Родился в бразильском штате Баия, на фазенде Ауриси́диа (город Итабуна, современный Салвадор), в семье мелкого плантатора. Детство прошло в городе Ильеус.
Учился на факультете права в университете Рио-де-Жанейро, не окончил из-за финансовых проблем. Здесь впервые познакомился с коммунистическим движением. Работал наборщиком в типографии, газетным репортёром.
Первый роман, «Страна карнавала», был создан в 1932 году. В нём интеллигенты и буржуа Рио-же-Жанейро изображались в сатирическом ключе.
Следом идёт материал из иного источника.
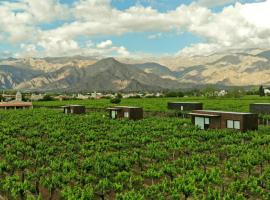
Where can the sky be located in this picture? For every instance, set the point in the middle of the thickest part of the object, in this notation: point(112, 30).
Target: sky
point(131, 28)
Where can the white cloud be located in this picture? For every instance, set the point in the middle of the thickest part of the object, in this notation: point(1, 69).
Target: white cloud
point(243, 25)
point(213, 3)
point(104, 44)
point(155, 36)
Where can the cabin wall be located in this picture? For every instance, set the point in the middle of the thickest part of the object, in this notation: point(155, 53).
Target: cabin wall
point(247, 121)
point(259, 108)
point(251, 122)
point(186, 106)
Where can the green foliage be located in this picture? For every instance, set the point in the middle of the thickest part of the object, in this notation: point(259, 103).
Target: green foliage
point(115, 100)
point(47, 154)
point(47, 98)
point(261, 91)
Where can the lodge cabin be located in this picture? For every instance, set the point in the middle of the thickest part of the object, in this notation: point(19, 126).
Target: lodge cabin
point(260, 108)
point(185, 106)
point(14, 105)
point(74, 109)
point(128, 112)
point(210, 119)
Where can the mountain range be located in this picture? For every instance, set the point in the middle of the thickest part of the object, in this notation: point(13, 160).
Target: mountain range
point(80, 73)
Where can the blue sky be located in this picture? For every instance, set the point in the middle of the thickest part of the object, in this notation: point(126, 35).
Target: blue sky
point(128, 27)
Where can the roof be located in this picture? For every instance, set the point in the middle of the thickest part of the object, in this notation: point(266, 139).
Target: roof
point(16, 104)
point(68, 106)
point(126, 107)
point(186, 102)
point(204, 114)
point(113, 108)
point(261, 103)
point(227, 112)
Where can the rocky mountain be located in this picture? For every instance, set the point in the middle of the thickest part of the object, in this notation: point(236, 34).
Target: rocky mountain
point(79, 73)
point(11, 76)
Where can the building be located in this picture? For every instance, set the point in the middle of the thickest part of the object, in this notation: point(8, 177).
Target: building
point(118, 112)
point(83, 97)
point(267, 91)
point(74, 109)
point(18, 96)
point(260, 108)
point(210, 119)
point(185, 106)
point(36, 97)
point(15, 105)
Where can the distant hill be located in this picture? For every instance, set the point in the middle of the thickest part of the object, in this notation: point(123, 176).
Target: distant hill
point(105, 75)
point(80, 73)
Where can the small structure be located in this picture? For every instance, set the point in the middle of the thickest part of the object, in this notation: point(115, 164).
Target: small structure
point(18, 96)
point(16, 105)
point(118, 112)
point(210, 119)
point(74, 109)
point(260, 108)
point(185, 106)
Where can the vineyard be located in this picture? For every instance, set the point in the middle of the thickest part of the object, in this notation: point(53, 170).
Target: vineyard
point(159, 104)
point(45, 154)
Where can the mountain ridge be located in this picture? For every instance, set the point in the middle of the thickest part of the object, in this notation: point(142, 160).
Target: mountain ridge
point(79, 73)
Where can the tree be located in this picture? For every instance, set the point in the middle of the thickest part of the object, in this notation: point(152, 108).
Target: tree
point(261, 91)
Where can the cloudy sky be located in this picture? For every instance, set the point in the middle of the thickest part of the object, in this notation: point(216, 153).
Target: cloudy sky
point(131, 27)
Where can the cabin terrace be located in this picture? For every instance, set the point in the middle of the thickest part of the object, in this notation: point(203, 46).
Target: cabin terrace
point(185, 106)
point(260, 108)
point(16, 105)
point(128, 112)
point(74, 109)
point(209, 119)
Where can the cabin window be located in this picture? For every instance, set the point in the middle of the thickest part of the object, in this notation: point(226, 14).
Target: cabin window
point(114, 113)
point(126, 114)
point(202, 122)
point(199, 121)
point(236, 124)
point(233, 124)
point(229, 123)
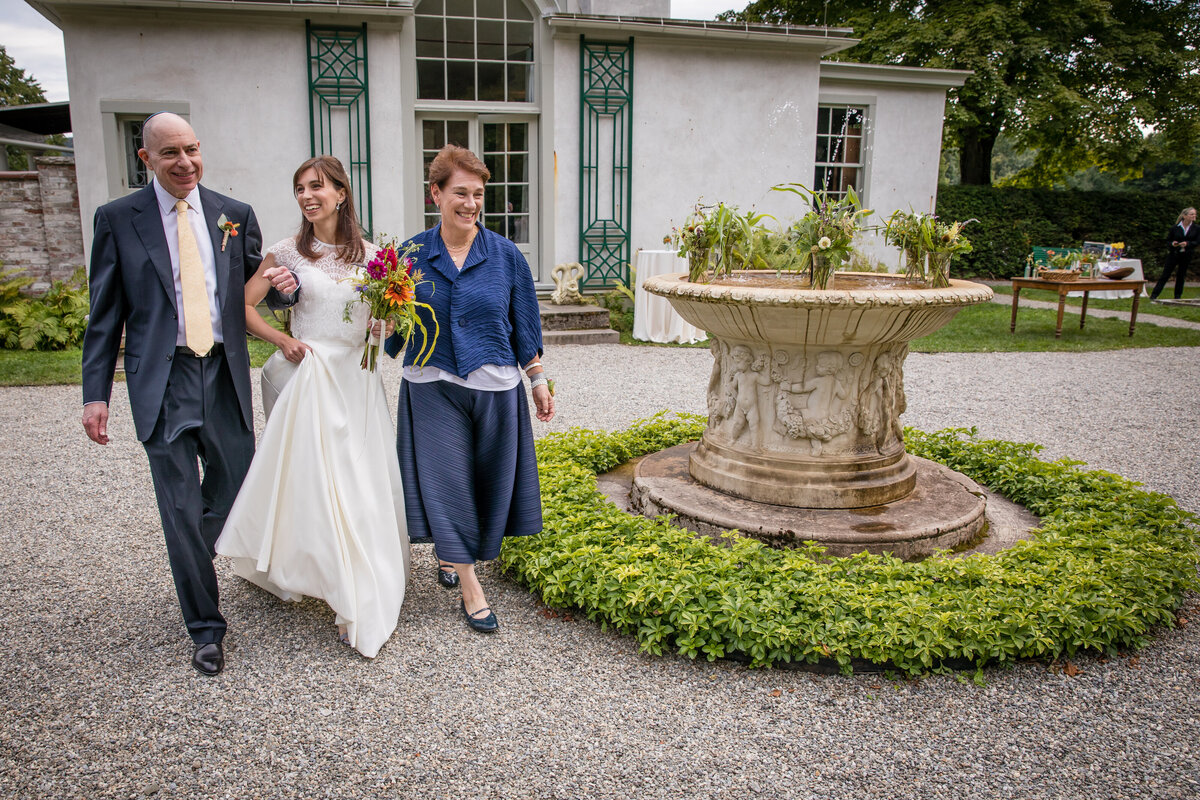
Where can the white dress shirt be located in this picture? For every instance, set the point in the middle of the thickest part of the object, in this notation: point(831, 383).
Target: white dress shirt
point(203, 242)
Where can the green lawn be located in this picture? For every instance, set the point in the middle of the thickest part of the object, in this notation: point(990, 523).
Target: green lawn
point(1144, 306)
point(42, 368)
point(984, 329)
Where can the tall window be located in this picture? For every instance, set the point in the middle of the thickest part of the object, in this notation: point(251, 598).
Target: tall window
point(841, 132)
point(474, 50)
point(131, 136)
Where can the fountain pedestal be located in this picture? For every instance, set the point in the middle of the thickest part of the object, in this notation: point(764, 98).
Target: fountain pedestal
point(807, 389)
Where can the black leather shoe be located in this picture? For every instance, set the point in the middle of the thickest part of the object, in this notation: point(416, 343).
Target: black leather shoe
point(208, 659)
point(448, 577)
point(486, 625)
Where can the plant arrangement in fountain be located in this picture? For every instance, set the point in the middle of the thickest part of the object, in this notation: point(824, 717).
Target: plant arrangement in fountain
point(825, 236)
point(694, 240)
point(723, 239)
point(909, 230)
point(928, 245)
point(719, 239)
point(945, 242)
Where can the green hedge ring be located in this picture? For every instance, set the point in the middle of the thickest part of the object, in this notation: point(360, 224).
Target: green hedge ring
point(1110, 563)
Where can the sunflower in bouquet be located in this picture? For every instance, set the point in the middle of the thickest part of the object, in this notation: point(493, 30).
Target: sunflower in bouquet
point(388, 286)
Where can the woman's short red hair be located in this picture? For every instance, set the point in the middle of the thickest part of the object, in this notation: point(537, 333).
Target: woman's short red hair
point(453, 157)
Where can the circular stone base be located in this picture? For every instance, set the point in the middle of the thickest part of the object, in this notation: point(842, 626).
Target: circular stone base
point(945, 510)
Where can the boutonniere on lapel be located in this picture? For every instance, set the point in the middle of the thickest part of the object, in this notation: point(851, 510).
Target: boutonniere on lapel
point(231, 229)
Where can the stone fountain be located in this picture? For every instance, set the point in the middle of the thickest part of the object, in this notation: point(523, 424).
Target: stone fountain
point(804, 438)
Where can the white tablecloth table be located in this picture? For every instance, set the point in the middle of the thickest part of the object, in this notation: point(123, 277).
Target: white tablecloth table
point(654, 319)
point(1117, 293)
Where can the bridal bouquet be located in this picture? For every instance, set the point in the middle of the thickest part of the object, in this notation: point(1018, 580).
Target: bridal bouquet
point(388, 286)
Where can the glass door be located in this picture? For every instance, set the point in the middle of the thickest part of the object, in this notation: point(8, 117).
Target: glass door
point(507, 148)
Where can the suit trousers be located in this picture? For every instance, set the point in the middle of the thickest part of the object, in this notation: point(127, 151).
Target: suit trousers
point(1179, 263)
point(199, 452)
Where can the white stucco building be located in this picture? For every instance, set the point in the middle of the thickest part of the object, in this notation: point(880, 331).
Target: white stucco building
point(603, 122)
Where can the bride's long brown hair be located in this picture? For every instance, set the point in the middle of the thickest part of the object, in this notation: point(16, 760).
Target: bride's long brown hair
point(349, 232)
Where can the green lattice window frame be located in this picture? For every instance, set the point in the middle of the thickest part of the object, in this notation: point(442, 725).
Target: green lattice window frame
point(337, 80)
point(606, 115)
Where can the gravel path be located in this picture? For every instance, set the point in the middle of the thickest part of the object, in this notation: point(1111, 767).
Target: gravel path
point(99, 701)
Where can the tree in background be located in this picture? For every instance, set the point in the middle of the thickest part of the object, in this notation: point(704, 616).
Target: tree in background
point(1078, 83)
point(17, 89)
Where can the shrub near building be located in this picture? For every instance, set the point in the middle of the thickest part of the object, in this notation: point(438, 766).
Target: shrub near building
point(1012, 221)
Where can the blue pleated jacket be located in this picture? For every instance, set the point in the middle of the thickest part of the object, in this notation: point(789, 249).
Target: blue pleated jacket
point(486, 312)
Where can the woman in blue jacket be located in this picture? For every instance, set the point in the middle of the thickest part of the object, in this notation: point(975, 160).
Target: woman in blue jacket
point(462, 431)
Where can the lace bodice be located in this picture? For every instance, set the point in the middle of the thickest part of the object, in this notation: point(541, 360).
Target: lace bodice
point(328, 286)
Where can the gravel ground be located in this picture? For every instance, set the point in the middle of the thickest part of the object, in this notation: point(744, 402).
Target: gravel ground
point(99, 701)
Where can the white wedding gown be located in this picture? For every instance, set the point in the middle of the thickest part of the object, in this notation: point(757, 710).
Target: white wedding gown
point(322, 511)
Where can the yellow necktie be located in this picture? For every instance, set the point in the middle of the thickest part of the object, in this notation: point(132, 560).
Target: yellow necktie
point(197, 317)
В дальнейшем Амаду создал ряд остросоциальных романов, которые принесли ему известность. Он со знанием дела и сочувствием писал о жизни простых рабочих, крестьян, беспризорников, людей с чёрной кожей. Писал в реалистической манере, влияние на него оказало творчество советских писателей – А. Фадеева, А. Серафимовича, М. Шолохова. Это были романы «Какао» (1933), «Пот» (1934); «Жубиаба» (1935, антирасистский), «Мёртвое море» (1936). В СССР был широко известен роман «Капитаны песка» («Генералы песчаных карьеров», 1937), третья книга из цикла о штате Баия, где быт и современность плотно перемешиваются с национальным фольклором.
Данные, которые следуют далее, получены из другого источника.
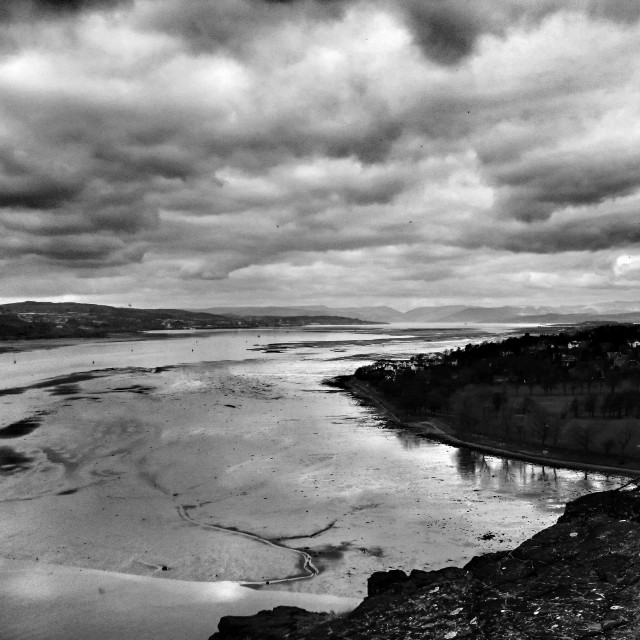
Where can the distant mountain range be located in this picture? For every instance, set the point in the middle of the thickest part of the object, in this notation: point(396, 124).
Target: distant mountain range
point(602, 312)
point(29, 320)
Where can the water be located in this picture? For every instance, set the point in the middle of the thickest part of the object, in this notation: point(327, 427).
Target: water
point(223, 456)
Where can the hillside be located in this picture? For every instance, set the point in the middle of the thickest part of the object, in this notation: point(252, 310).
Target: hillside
point(454, 314)
point(31, 320)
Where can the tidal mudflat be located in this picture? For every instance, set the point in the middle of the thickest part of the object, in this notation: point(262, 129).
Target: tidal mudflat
point(224, 457)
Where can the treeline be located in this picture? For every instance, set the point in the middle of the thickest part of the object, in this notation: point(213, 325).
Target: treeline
point(548, 389)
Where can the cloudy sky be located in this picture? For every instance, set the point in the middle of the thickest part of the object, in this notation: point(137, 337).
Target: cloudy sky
point(404, 152)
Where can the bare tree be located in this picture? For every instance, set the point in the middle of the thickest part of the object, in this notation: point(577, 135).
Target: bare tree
point(582, 435)
point(623, 436)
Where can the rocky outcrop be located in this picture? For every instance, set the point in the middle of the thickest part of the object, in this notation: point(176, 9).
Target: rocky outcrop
point(579, 578)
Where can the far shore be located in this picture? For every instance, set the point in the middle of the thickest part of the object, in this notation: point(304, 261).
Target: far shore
point(437, 429)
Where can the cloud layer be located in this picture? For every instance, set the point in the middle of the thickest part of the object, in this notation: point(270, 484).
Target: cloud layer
point(319, 151)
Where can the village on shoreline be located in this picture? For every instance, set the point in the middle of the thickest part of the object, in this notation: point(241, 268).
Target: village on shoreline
point(569, 399)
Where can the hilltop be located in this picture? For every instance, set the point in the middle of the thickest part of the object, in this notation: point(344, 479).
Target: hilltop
point(454, 314)
point(43, 320)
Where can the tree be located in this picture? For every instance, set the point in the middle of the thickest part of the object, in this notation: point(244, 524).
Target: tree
point(582, 435)
point(623, 436)
point(574, 406)
point(590, 404)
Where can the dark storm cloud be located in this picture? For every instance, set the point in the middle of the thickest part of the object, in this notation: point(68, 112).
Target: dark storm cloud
point(24, 185)
point(595, 234)
point(233, 24)
point(533, 190)
point(28, 9)
point(448, 30)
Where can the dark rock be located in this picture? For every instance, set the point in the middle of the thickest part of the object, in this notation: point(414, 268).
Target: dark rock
point(381, 581)
point(279, 623)
point(579, 578)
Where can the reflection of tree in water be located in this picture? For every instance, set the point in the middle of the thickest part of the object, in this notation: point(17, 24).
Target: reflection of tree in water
point(410, 440)
point(551, 486)
point(470, 463)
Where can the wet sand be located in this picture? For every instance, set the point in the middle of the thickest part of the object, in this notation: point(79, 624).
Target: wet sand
point(438, 429)
point(247, 471)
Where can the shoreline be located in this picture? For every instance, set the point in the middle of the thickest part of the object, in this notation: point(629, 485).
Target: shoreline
point(438, 430)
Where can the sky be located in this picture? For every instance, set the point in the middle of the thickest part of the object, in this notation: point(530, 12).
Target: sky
point(196, 153)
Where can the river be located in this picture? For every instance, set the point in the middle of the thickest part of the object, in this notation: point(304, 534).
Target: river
point(222, 456)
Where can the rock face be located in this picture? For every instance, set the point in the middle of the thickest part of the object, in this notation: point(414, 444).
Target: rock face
point(579, 578)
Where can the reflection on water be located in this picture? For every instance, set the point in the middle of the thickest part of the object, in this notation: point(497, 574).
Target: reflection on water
point(551, 486)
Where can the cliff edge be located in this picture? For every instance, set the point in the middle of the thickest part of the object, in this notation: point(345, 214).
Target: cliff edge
point(579, 578)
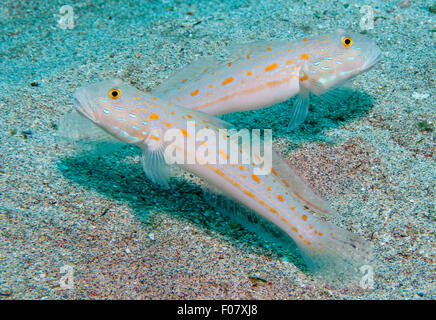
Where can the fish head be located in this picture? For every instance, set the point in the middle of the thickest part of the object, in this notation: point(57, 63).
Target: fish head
point(107, 104)
point(338, 57)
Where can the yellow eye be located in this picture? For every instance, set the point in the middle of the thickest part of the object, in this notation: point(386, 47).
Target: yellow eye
point(347, 41)
point(114, 93)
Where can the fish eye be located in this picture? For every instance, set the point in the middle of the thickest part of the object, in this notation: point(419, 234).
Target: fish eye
point(114, 93)
point(347, 41)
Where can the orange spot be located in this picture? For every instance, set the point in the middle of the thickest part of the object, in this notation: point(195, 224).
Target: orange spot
point(154, 116)
point(227, 81)
point(255, 178)
point(271, 67)
point(304, 56)
point(223, 154)
point(155, 138)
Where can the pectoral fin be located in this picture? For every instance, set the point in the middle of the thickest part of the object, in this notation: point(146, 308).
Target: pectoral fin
point(154, 165)
point(300, 110)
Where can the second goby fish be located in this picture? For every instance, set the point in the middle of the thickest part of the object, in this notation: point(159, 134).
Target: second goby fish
point(264, 73)
point(279, 197)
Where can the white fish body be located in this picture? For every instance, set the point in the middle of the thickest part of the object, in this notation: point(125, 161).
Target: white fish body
point(279, 197)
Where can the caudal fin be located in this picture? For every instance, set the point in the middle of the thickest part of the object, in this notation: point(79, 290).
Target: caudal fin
point(335, 253)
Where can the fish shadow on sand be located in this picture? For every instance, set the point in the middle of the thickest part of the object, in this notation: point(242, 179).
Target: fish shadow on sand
point(124, 181)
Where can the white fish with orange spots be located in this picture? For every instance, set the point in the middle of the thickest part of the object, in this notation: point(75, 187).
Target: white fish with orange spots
point(279, 197)
point(264, 73)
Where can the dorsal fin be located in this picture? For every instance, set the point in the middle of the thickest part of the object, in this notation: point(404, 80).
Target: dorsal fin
point(186, 76)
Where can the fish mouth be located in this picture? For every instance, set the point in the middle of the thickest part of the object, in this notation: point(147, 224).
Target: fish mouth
point(82, 105)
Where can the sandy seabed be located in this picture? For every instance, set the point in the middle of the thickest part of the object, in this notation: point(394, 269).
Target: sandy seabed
point(100, 220)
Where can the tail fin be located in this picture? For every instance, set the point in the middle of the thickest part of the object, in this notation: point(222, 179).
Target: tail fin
point(336, 254)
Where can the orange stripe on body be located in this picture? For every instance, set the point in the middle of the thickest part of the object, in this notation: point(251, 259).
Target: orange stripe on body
point(247, 91)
«Капитаны песка» обозначили новую ступень художественных поисков Амаду, – пишет советский литературовед Инна Тертерян. – (…) пристальность и беспощадная правдивость, с которой рассмотрена в романе судьба группы баиянских беспризорников, напоминают социологическую протокольность первых книг Амаду – «Какао» и «Пот». Жизнь этих нищих подростков предстает перед нами во всех деталях, порой забавных, порой грубо отталкивающих. Амаду четко обозначает расовые и социальные характеристики каждого члена группы. Он стремится к предельной точности в передаче речи персонажей, не боясь шокировать читателя. И тем не менее эта стихия жесткого документализма прочно сплавляется в романе с другой стихией – фольклорно-поэтической. В убогой жизни героев Амаду неизменно присутствует поэзия. «Капитаны песка», «одетые в лохмотья, грязные, голодные, агрессивные, сыплющие непристойностями и охотящиеся за окурками, были настоящими хозяевами города: они знали его до конца, они любили его до конца, они были его поэтами» – таков авторский комментарий, играющий важную роль в художественном целом романа».
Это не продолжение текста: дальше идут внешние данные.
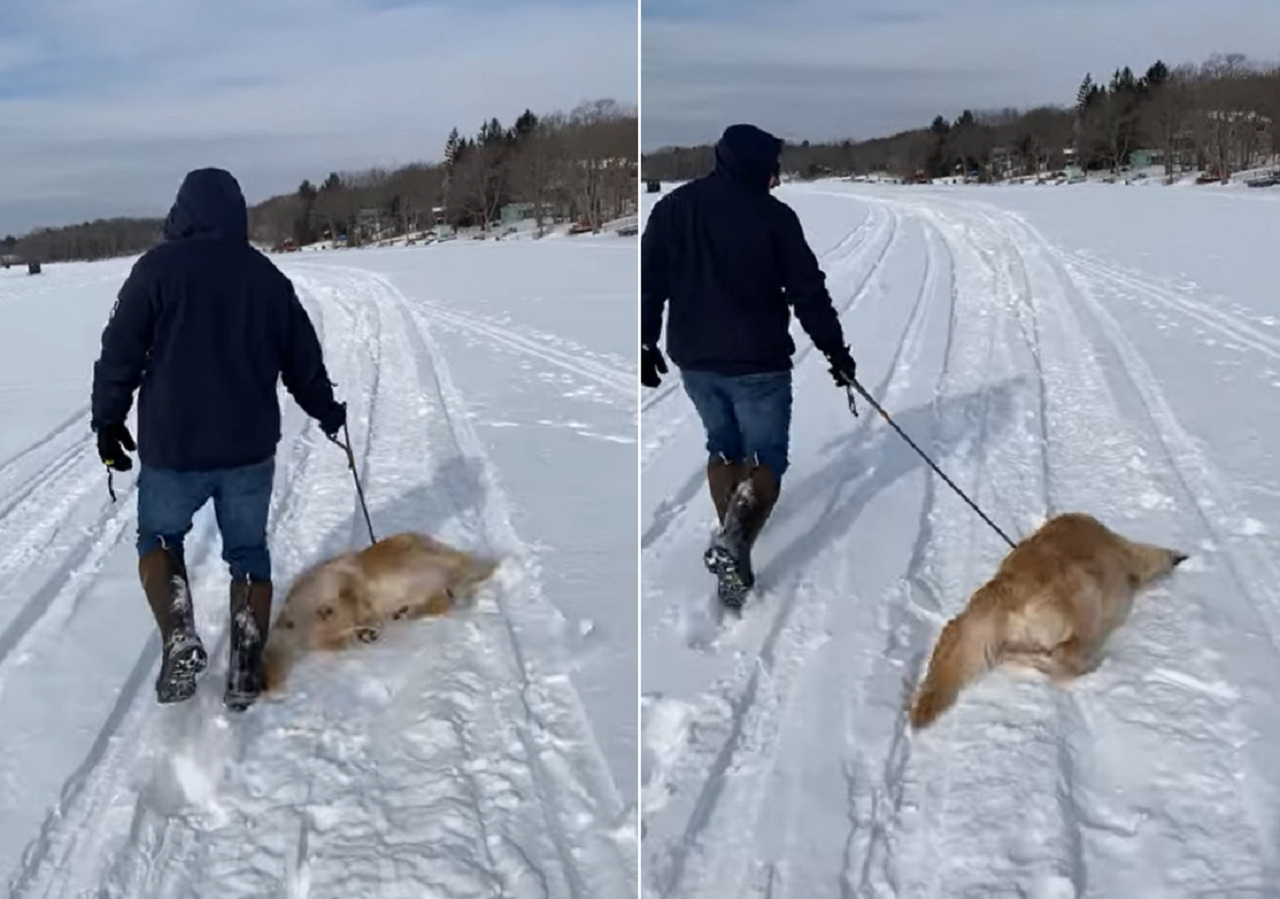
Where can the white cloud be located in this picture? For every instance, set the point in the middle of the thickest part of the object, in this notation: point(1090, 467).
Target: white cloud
point(277, 92)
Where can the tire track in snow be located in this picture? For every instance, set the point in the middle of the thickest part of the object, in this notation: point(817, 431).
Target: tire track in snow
point(671, 509)
point(575, 361)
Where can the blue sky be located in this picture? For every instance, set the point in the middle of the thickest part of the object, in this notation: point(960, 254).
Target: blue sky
point(105, 104)
point(824, 69)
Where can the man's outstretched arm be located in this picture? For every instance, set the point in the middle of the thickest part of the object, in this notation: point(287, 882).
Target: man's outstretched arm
point(126, 345)
point(807, 288)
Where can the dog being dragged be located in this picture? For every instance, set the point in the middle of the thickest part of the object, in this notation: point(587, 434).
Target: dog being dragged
point(347, 599)
point(1051, 606)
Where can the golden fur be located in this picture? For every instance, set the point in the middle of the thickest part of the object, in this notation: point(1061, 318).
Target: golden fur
point(348, 598)
point(1051, 606)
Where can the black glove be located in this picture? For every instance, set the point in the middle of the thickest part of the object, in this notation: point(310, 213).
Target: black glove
point(650, 364)
point(113, 441)
point(842, 366)
point(334, 419)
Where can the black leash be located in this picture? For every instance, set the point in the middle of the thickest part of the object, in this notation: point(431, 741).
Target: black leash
point(360, 492)
point(892, 424)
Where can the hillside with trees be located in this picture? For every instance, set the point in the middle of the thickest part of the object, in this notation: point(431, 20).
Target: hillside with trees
point(577, 167)
point(1220, 117)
Амаду – активный политический деятель, член коммунистической партии Бразилии. В 30-е годы участвовал в борьбе оппозиционно-радикального Национально-освободительного альянса. Когда в 1937 году альянс потерпел поражение, Амаду был выслан из страны.
Побывал в Западной и Восточной Европе, в Азии и Африке. Неоднократно посещал СССР (автор «Песни о советской земле», позднее Амаду напишет в воспоминаниях: идея коммунизма «привела не к свободе и счастью, а к тирании»).
Следующим произведением Амаду стала социально-революционная дилогия (национальная эпопея) «Бескрайние земли» (1943) и «Город (Сан-Жоржидос) Ильеус» (1944, в русском переводе «Земля золотых плодов», 1948); главной темой этих романов становится борьба за родную землю.
В 1945 году Амаду смог вернуться в Бразилию. Был избран президентом Национальной ассоциации писателей и депутатом Национального конгресса от коммунистической партии.
Однако с 1948 по 1952 год Амаду вновь пришлось пробыть в эмиграции (жил во Франции и Чехословакии). Деятельность коммунистической партии в Бразилии была запрещена.
В романе «Красные всходы» (1946) рассказана трагическая история крестьянской семьи. Здесь Амаду утверждается как писатель социалистического реализма.
Художественные биографические книги «Жизнь Луиса Карлоса Престеса, рыцаря надежды» (1942, в русском переводе – «Луис Карлос Престес», 1951), «Кастро Алвес» (1941), написанные в форме социально-исторического эссе, помогли писателю прийти к книге «Подполье свободы» (1952), панорамному политическому роману о бразильских коммунистах.
Далее Ж. Амаду, в полной мере занявшись литературой, избавляется от политики и идеологии в своих произведениях и создаёт романы «из народной жизни» – «Габриэла, гвоздика и корица. Хроника одного провинциального города» (1958, в русском переводе – «Габриэла», 1961), «Старые моряки, или Чистая правда о сомнительных приключениях капитана дальнего плавания Васко Москозо де Араган» (1961), «Пастыри ночи» (1964), «Дона Флор и два её мужа» (1966), «Лавка чудес» (1969), «Тереза Батиста, уставшая воевать» (1972), «Исчезновение святой» (1988). Теперь Ж. Амаду – «певец родной Баии» в полную силу своего таланта. Все эти романы насыщены традиционным афроамериканским фольклором и тропической экзотикой, воплотили своеобразие мифологически-мистического мироощущения латиноамериканцев (знаменитый магический реализм). В центре книг Амаду – энергия и мощь национального характера, быт и нравы простых людей, богатство человеческой души.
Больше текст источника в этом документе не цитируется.